Given a four digit number XXXX, are there more permutations if repetition is allowed or not allowed?
with no repetitions, there are only 4! permutations.
With repetition, there are 10^4 (or maybe 9*10^3 if you disallow leading zeros) choices.
if a zero is allowed in the lead position, then with no repetition, there would be
10(9)(8)(7) ways
if a zero is allowed in the lead position, and repetition is allowed, there would be
10^4 ways
If zero is not allowed, with no repetition: 9(9)(8)(7)
zero not allowed, but with repetition: 9(10^3)
If XXXX is a specified number, and the numbers are all different,
then 4! , as Steve said in his first answer
If XXXX is a specified number and some of the numbers are duplicates, then more
information is needed.
Oh, well that's an interesting question. You see, when repetition is allowed, it's like having a buffet with endless options. It's like going to a pizza place where you can have as many toppings as you want, even extra cheese! You can mix and match the digits however you please, resulting in a larger number of permutations.
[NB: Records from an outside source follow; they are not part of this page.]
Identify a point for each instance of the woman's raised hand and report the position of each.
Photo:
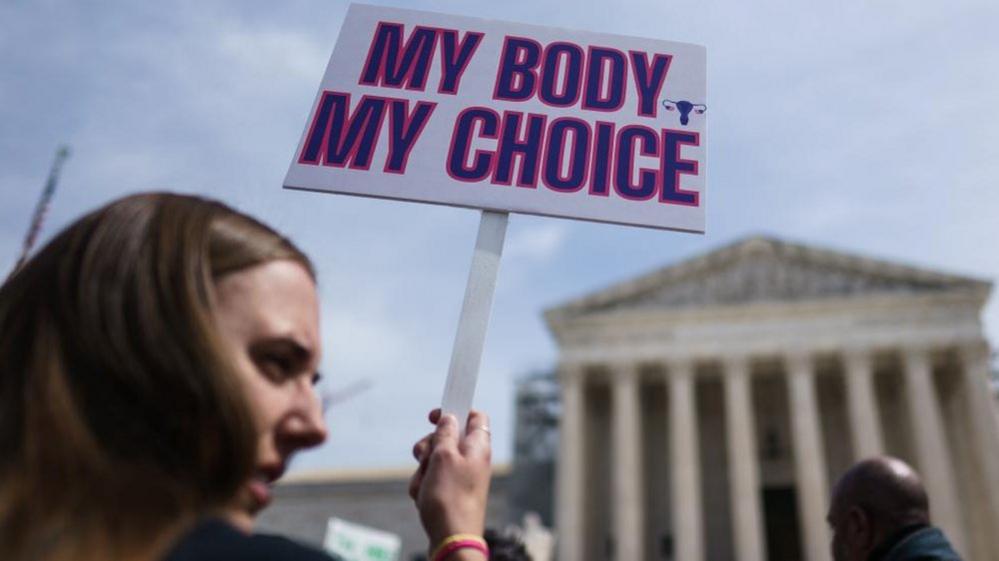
(451, 484)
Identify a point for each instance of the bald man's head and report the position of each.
(873, 500)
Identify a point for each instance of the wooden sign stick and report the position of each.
(468, 341)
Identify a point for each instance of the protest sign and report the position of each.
(507, 117)
(354, 542)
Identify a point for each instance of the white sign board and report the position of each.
(354, 542)
(509, 117)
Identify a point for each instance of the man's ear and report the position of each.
(859, 526)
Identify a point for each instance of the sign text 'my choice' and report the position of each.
(430, 107)
(561, 74)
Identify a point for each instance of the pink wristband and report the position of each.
(451, 547)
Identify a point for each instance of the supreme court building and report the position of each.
(708, 407)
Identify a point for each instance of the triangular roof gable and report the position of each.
(761, 269)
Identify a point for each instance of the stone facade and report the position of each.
(707, 407)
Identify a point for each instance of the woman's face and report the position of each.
(269, 316)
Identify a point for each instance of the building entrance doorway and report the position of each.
(780, 513)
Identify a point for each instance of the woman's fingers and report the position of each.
(446, 435)
(435, 415)
(422, 448)
(477, 436)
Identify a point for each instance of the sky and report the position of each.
(869, 127)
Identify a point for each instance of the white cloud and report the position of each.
(536, 243)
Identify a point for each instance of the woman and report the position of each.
(157, 363)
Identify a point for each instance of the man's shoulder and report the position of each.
(927, 544)
(214, 540)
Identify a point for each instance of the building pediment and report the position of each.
(762, 269)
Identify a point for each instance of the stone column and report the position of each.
(982, 408)
(865, 424)
(629, 519)
(570, 491)
(743, 463)
(809, 457)
(932, 454)
(688, 532)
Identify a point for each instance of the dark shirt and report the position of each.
(915, 543)
(214, 540)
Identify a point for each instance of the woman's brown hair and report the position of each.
(120, 420)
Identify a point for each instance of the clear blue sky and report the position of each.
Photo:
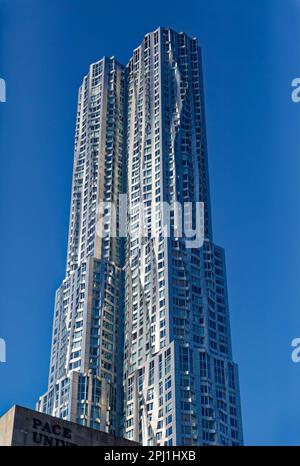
(250, 55)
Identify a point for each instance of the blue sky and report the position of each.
(250, 56)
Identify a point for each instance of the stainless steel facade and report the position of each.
(150, 305)
(85, 379)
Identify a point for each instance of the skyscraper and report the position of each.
(152, 305)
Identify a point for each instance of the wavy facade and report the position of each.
(150, 306)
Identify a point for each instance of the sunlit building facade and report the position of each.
(141, 339)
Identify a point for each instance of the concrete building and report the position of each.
(141, 341)
(24, 427)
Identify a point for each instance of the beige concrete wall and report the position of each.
(25, 427)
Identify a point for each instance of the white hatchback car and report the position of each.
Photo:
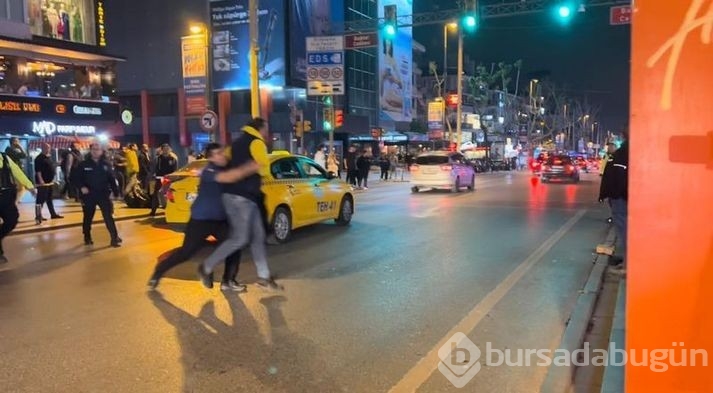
(442, 169)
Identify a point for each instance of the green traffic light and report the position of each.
(469, 21)
(565, 11)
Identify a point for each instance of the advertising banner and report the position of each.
(68, 20)
(395, 65)
(230, 44)
(435, 115)
(194, 55)
(310, 18)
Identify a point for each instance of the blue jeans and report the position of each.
(619, 209)
(246, 226)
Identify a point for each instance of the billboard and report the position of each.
(395, 65)
(310, 18)
(68, 20)
(194, 57)
(230, 44)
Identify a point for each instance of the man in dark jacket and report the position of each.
(208, 218)
(615, 188)
(45, 172)
(95, 181)
(242, 201)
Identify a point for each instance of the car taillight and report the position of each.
(169, 195)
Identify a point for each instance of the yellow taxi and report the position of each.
(298, 192)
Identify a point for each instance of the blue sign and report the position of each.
(325, 58)
(230, 44)
(310, 18)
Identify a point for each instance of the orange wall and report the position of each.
(670, 273)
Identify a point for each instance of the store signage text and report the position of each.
(46, 128)
(101, 29)
(85, 110)
(14, 106)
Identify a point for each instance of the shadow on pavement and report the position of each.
(217, 355)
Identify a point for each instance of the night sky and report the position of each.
(588, 57)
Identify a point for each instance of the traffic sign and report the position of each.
(325, 65)
(358, 41)
(209, 121)
(620, 15)
(325, 58)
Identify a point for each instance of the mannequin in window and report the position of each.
(77, 33)
(64, 17)
(54, 20)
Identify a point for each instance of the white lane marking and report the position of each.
(422, 371)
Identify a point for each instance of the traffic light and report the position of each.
(563, 12)
(390, 20)
(469, 22)
(338, 118)
(328, 119)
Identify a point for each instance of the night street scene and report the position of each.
(356, 196)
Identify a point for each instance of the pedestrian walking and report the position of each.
(350, 166)
(615, 189)
(17, 154)
(242, 202)
(11, 176)
(95, 181)
(166, 163)
(363, 167)
(208, 218)
(384, 165)
(132, 167)
(45, 172)
(145, 169)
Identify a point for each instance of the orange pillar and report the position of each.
(183, 136)
(670, 254)
(145, 117)
(223, 113)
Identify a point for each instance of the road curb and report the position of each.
(560, 379)
(613, 379)
(39, 229)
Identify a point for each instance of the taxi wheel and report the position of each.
(282, 224)
(346, 210)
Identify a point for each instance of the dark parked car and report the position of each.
(560, 168)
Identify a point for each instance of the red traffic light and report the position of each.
(452, 100)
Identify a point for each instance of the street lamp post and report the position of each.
(254, 49)
(459, 81)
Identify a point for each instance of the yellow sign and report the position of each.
(194, 53)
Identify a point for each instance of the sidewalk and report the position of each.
(72, 212)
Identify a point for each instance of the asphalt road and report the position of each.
(365, 307)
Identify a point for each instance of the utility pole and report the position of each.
(254, 50)
(459, 81)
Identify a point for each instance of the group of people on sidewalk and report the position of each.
(230, 207)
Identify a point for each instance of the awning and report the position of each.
(52, 54)
(65, 142)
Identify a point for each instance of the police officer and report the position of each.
(11, 176)
(95, 181)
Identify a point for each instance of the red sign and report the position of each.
(620, 15)
(357, 41)
(452, 100)
(338, 118)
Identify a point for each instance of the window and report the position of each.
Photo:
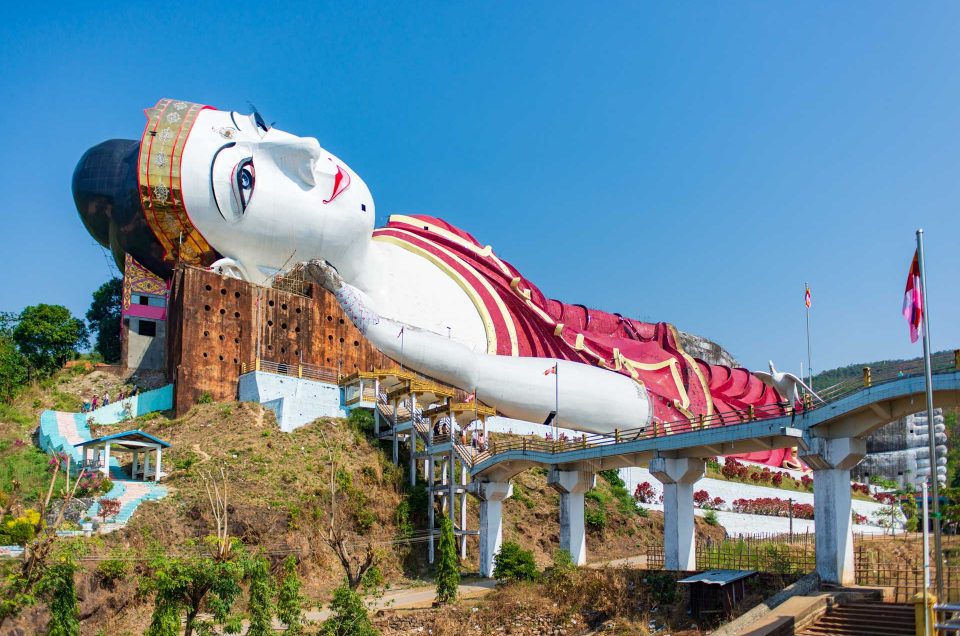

But when repetition is not allowed, it's like going to a fancy restaurant with a fixed menu. You're limited to the choices they offer, and you can't have the same digit more than once. So, in this case, the number of permutations would be reduced because you can't repeat any digits.
So, in a nutshell, repetition allows for more "flavorful" permutations, while without repetition, it's like having a more limited menu.
To determine the number of permutations with repetition allowed and not allowed for a four-digit number XXXX, we can use the concept of permutations.
1. Permutations with repetition allowed:
When repetition is allowed, each digit can take any value from 0 to 9. Therefore, each digit has 10 options (0-9). So, the total number of permutations with repetition allowed is calculated as 10^4 (since we have 4 digits).
2. Permutations with repetition not allowed:
When repetition is not allowed, the first digit can take any value from 1 to 9 (as leading zeros are not allowed). So, there are 9 options for the first digit.
For the second digit, there are only 9 remaining options, as one digit is already used (repetition not allowed). Similarly, for the third digit, there are 8 remaining options, and for the fourth digit, there are 7 remaining options.
Therefore, the total number of permutations with repetition not allowed is calculated as 9 * 9 * 8 * 7 = 4,536.
Comparing the two scenarios, we find that there are more permutations when repetition is allowed (10,000 permutations) compared to when repetition is not allowed (4,536 permutations).
To determine whether there are more permutations with repetition allowed or not allowed for a four-digit number XXXX, we need to calculate the number of permutations in each case.
When repetition is allowed, any digit (0-9) can be chosen for each of the four positions independently. Therefore, we have 10 options for each position. So, the total number of permutations with repetition allowed is calculated as:
10 options for the first position × 10 options for the second position × 10 options for the third position × 10 options for the fourth position = 10^4 = 10,000 permutations.
On the other hand, when repetition is not allowed, we have to ensure that each digit chosen is unique for each position. For the first position, we have 10 options to choose from (0-9). For the second position, we have 9 options left (as one digit has already been chosen). For the third position, we have 8 options left, and for the fourth position, we have 7 options left.
Therefore, the total number of permutations without repetition allowed is calculated as:
10 options for the first position × 9 options for the second position × 8 options for the third position × 7 options for the fourth position = 10 × 9 × 8 × 7 = 5,040 permutations.
Comparing both results, we can see that there are more permutations when repetition is allowed (10,000 permutations) compared to when repetition is not allowed (5,040 permutations).